Results

Synthetic Image Sequences

Synthetic image sequences provide ground truth that allow us to quantitatively analyze our technique. We generated synthetic sequences from a detailed polygonal model of the frontal half of a human head. The range and color data used to construct the model were obtained with a rotating Cyberware laser scanner equipped to record registered color and depth data at each point. Color test image sequences were constructed via a standard graphical rendering package, employing a perspective camera projection model. Spatial and time derivatives in intensity and depth were computed using difference filters with small support. Sample intensity and depth images of the model are shown in the leftmost two panels of Figure 1.

For each of the two image sequences discussed in this section, motion between all pairs of successive frames were computed using 1) the BCCE only (with measured depth), 2) the DCCE only, and 3) both constraints together. In addition, for each of these cases, parameters were computed using both the perspective and orthographic versions of the constraints. When combining the intensity and depth constraints into a single linear system, we chose the depth constraint weighting factor, $\lambda$ , to be the ratio of the mean magnitudes of the I_t and Z_t values. This helps to equalize the contributions of the two sets of constraints toward the least-squares solution.

To evaluate the utility of measured depth and the DCCE, we also implemented a motion estimation system which uses only the BCCE and a simple, generic depth model, as in the class of methods which include [2,3,4]. The particular form of generic depth model that we used was a plane parallel to the camera image plane, initialized to be at the depth of the object being tracked. We used this system to compute a fourth set of motion parameters for all of the synthetic sequences, according to both the orthographic and perspective versions of the BCCE.

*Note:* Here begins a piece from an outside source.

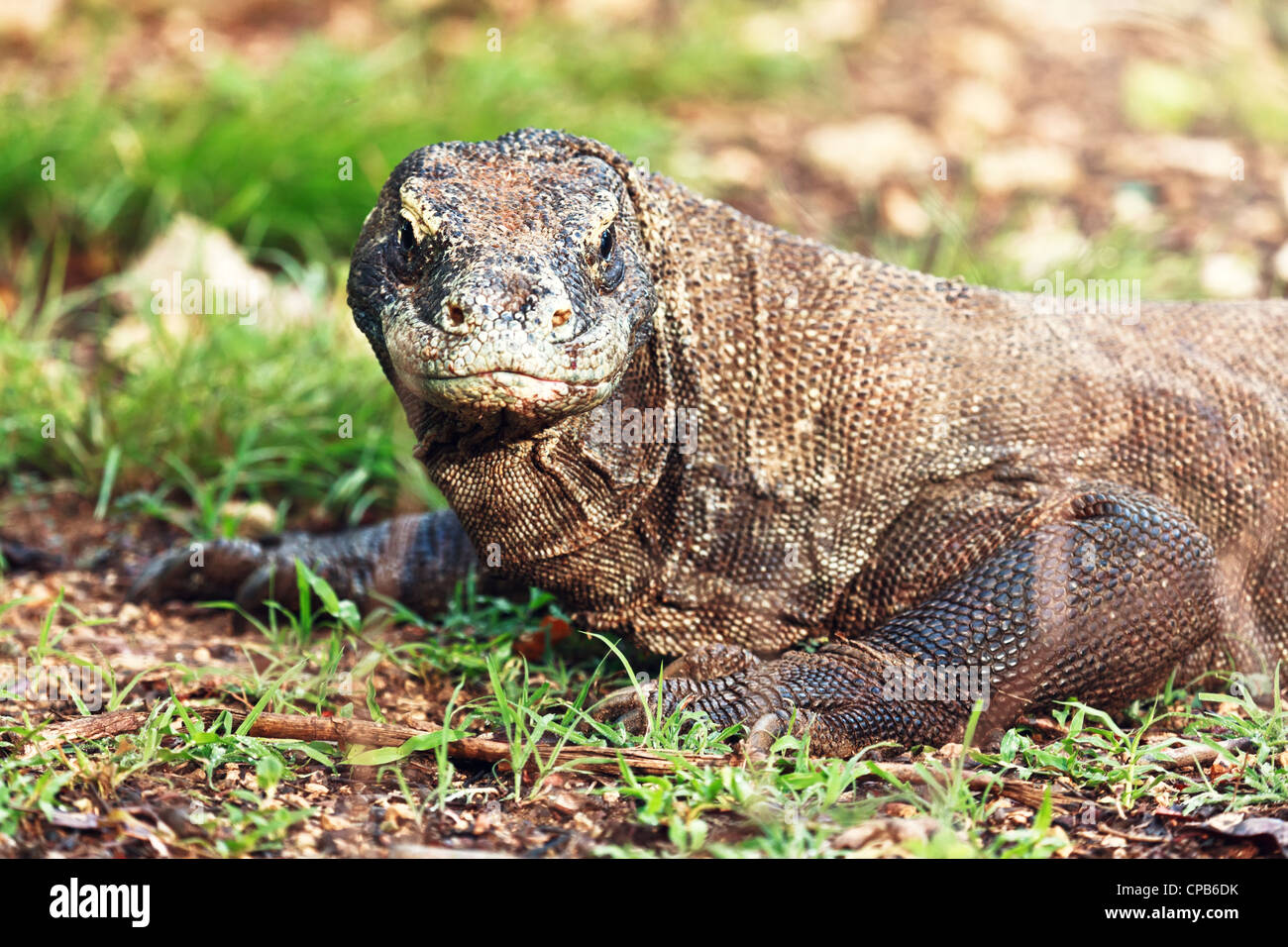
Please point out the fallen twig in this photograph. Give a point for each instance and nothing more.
(1197, 757)
(590, 759)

For each pair of frames, the image support region for computation of motion parameters was taken to be, as a first pass, the intersection of the sets of pixels in each frame for which depth is non-background and for which all spatial derivatives do not include differences with background pixels. However, because sampling and object self-occlusion (e.g. of the neck by the chin, in our sequences) creates large depth gradients which do not remain consistent with object pose during motion, we found it helpful to eliminate from the support map all pixels for which the magnitude of the depth gradients exceeded the mean magnitude by more than several standard deviations.

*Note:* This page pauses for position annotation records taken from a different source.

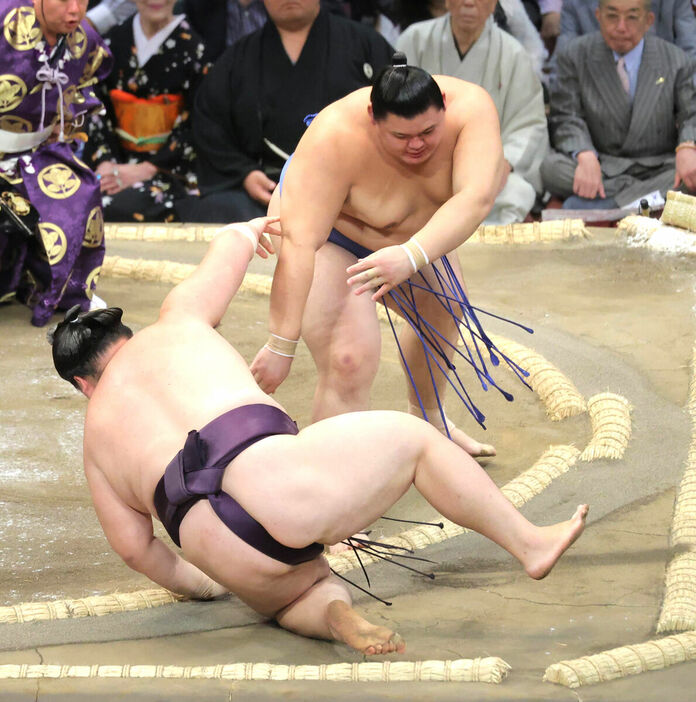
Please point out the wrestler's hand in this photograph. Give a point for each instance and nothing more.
(587, 181)
(269, 369)
(119, 176)
(686, 169)
(381, 271)
(259, 186)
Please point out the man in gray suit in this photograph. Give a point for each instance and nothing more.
(674, 22)
(623, 115)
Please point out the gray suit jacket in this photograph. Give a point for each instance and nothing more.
(674, 22)
(590, 110)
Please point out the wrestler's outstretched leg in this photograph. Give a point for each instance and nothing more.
(374, 457)
(416, 360)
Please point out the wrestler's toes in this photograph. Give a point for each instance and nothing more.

The first synthetic sequence begins with the face oriented toward the camera. The face then makes a 40 degree rotation downward about the X-axis over the course of 35 frames ( $\approx1$ degree per frame), and returns to the starting position via the opposite rotation in the next 35 frames. The next 70 frames consist of the same rotation about the Y-axis, and the final 70 frames contain the same rotation about the Z-axis. The first two panels of Figure 1 show the intensity and depth images of the starting position for the sequence, while the third, fourth, and fifth panels show intensity images of the sequence's three extrema of rotation.

Figure 2 shows the three computed rotational pose parameters plotted against time over the course of the sequence, using each of the four methods described above, according to the perspective forms of the constraint equations. All rotational parameters are expressed in terms of Euler angles. The ground truth for the parameters, shown as solid lines in each graph, is the same for each graph: the leftmost solid triangle represents the steady rise in the X-axis rotational parameter from zero to 40 degrees and back to zero, the middle triangle represents the identical sequence of changes in the Y-axis rotational parameter, and the rightmost triangle represents these same changes in the Z-axis parameter. Only one Euler angle should be non-zero at any given time.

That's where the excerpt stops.